In wealthy countries like Australia, this waste occurs predominantly at the consumer end of the food supply chain, whereas
consumer waste is minimal in low-income countries. If you’re a subsistence farmer in Laos, you never waste anything that could
be eaten, because you know you are facing four to six months each year with nothing to feed your family other than what you can
forage. Ironically, it seems we have become so effective at producing food that we are happy to throw it away in vast quantities.
And why, knowing what we do about the negative impact of carbon emissions on so many aspects of our lives, are we sending the
bulk of that food waste to landfills, where it creates methane gas that traps heat in our atmosphere at a rate 25 times higher than
carbon dioxide? It’s estimated that 14 percent of global emissions are attributable to food waste. Food left to rot in landfills also
contaminates nearby land and waterways.
And finally, why, when we know the extent of the pressure on our planet’s limited natural resources, are we frittering them away?
When we waste food, we also waste the valuable and finite resources used to produce it: the agricultural land, the water, and the
energy. For example, the water used to irrigate the food we waste every year (670 million tons globally) would provide fresh drinking
water for 9 billion people.
Our very methods of food production and the ever-increasing demand for foods that require high amounts of energy to produce are
also contributing to climate change. As societies become more affluent, they desire more meat, which intensifies pressure on land
and increases greenhouse gas emissions—livestock contribute 18 percent of total human-related emissions. Pressure on land means
we feed livestock not grass, but grain, which is fertilized using fossil fuel.
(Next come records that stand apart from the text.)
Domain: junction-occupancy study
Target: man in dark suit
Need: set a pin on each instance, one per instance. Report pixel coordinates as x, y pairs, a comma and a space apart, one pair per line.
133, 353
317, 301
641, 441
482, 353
Changes in eating patterns are also contributing to poorer nutrition. When incomes increase in developing countries, people turn
away from traditional foods that are high in nutrition because they are associated with low status and considered “village food.”
Ironically, energy-dense processed food is associated with higher status.
Australia is a fully industrialized, wealthy nation producing enough food for more than 60 million people. For many of us, there
appears to be an abundant, limitless supply of food, but up to 2 million Australians are unable to feed themselves and their families.
We don’t need to produce more, but waste less. By reducing the massive amounts of waste within the food system, we have the
means to provide healthy, nutritious food for many more people while demanding less from our planet’s finite natural resources.
SecondBite rescues fresh, healthy food that would otherwise go to waste. In 2014–2015, we will rescue enough fresh food to provide
14.5 million nutritious meals to vulnerable Australians. For every million kilograms of food we rescue, we save 74 million liters of
water (enough to fill 40 Olympic-size pools), 6 million kilojoules of energy (equivalent to leaving a television on for more than 1,200
years), and prevent 6 million kilograms of greenhouse gas emissions (more than 900 flights from Melbourne to Perth).